In den vergangenen Wochen sind verstärkt Flüchtlinge über die polnische Grenze nach Deutschland gekommen, die über Belarus nach Europa gelangt sind. Angesichts der Migration über die Belarus-Route hat Bundesinnenminister Horst Seehofer in Aussicht gestellt, weitere Beamte der Bundespolizei im Grenzgebiet zu Polen einzusetzen. Dabei schloss er gegebenenfalls Grenzkontrollen nicht aus.

Die Europäische Union beschuldigt den belarussischen Machthaber Alexander Lukaschenko, in organisierter Form Flüchtlinge aus Krisenregionen an die EU-Außengrenze zu bringen. Lukaschenko hatte Ende Mai angekündigt, Migranten nicht mehr an der Weiterreise in die EU hindern zu wollen.
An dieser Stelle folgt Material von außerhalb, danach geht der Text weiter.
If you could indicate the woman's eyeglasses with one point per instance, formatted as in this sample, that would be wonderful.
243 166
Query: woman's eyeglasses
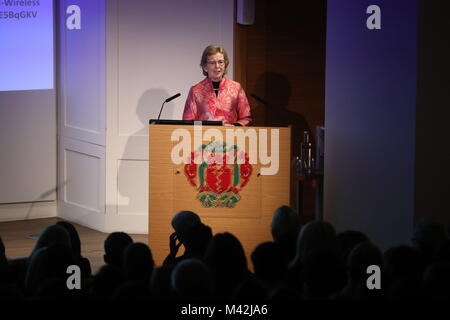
221 63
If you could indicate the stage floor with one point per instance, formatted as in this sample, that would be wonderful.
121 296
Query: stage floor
15 235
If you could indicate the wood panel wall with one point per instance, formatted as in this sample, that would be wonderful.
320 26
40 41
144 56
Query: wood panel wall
280 61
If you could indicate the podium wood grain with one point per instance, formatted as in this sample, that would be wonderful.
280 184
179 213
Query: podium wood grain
170 192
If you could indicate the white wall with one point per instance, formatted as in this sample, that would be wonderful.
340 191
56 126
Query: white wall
134 54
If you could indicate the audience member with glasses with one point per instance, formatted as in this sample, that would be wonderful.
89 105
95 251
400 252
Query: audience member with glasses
216 97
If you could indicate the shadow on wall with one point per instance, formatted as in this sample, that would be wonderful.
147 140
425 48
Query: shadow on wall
275 93
132 181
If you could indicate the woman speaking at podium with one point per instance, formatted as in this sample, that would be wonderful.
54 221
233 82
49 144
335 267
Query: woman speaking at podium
216 97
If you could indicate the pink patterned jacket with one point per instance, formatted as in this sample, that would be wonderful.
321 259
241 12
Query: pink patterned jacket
230 105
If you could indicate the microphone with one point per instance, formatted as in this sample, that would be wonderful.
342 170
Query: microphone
167 100
173 97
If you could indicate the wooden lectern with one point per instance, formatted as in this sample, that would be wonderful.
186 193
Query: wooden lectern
239 198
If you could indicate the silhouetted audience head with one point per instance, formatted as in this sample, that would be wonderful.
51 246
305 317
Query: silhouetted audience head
196 240
285 222
437 280
442 252
268 263
191 279
403 268
74 237
47 262
138 262
131 291
115 245
160 282
315 236
106 281
363 255
75 243
323 274
285 228
250 289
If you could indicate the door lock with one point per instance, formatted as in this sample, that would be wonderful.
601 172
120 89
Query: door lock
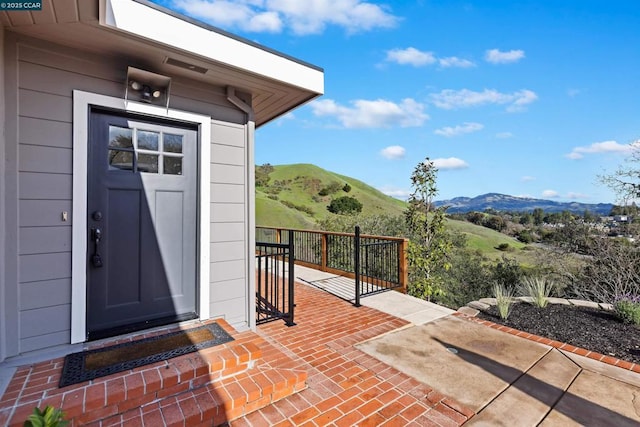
96 259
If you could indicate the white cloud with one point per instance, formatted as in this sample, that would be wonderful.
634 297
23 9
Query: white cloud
410 56
393 152
504 135
419 58
468 127
378 113
574 196
303 17
496 56
572 93
603 147
450 163
399 193
449 99
454 61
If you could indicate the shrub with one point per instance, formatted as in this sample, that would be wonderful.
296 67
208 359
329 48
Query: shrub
49 417
504 299
627 307
538 289
345 205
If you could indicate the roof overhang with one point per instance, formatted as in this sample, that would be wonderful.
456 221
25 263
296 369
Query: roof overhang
169 43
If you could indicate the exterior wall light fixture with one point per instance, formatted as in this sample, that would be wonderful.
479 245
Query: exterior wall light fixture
147 87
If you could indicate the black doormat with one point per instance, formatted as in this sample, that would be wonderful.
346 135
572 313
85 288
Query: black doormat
91 364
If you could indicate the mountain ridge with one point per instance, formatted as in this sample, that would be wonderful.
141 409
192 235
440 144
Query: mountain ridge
507 203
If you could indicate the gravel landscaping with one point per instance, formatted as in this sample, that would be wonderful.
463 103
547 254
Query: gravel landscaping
592 329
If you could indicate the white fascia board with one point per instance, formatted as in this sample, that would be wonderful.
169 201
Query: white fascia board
144 21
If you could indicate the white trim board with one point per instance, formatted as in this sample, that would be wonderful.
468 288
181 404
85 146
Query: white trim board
82 101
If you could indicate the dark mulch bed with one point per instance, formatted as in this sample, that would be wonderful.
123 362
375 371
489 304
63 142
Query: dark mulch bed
591 329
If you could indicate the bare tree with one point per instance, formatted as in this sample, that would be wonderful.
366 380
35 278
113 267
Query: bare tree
625 181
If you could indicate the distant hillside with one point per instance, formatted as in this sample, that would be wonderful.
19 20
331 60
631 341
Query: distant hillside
294 197
505 203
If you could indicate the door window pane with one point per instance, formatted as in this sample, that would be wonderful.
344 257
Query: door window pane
173 165
119 159
120 137
148 140
147 163
172 143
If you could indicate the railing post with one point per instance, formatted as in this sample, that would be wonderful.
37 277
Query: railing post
356 262
324 248
291 277
403 265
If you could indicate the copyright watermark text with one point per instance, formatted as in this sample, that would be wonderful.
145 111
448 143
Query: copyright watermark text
20 5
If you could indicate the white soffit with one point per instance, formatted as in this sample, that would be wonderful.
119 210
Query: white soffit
153 24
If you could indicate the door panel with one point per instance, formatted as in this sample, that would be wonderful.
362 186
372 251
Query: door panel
142 199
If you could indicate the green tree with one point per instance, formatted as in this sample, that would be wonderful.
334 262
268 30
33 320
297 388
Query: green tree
625 181
430 244
495 222
526 219
345 205
475 217
538 216
262 174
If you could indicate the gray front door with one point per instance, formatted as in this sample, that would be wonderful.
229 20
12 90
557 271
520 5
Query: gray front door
142 211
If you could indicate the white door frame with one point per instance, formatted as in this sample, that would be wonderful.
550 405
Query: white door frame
82 101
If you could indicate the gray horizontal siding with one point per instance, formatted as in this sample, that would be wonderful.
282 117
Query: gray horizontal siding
227 174
48 133
45 266
232 289
227 251
45 186
54 292
43 159
229 212
47 340
223 271
42 240
226 154
228 193
44 212
32 324
228 135
227 231
47 76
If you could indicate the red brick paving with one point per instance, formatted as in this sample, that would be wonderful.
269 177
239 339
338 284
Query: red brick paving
309 374
346 387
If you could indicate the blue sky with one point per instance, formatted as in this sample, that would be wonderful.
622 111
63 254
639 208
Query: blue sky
528 98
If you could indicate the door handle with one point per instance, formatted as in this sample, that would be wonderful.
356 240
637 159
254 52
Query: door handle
96 259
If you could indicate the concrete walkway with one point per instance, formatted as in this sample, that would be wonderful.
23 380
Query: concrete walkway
505 379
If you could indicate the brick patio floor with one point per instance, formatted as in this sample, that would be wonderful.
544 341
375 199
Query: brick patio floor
306 375
345 387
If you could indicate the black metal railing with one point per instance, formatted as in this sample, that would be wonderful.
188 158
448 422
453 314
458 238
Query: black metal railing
376 262
274 281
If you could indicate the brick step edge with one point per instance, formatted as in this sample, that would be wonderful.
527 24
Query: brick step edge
120 392
211 404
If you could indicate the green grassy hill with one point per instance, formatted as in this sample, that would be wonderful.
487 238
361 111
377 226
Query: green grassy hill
292 196
291 199
487 240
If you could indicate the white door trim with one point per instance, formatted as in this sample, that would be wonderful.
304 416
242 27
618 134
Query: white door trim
82 101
Damit reagierte er auf verschärfte westliche Sanktionen gegen die ehemalige Sowjetrepublik.

Bis Donnerstag hatte die Bundespolizei nach eigenen Angaben nur für den laufenden Monat 3751 unerlaubte Einreisen aus Belarus nach Deutschland registriert. In diesem Jahr seien insgesamt bereits 6162 unerlaubte Einreisen festgestellt worden.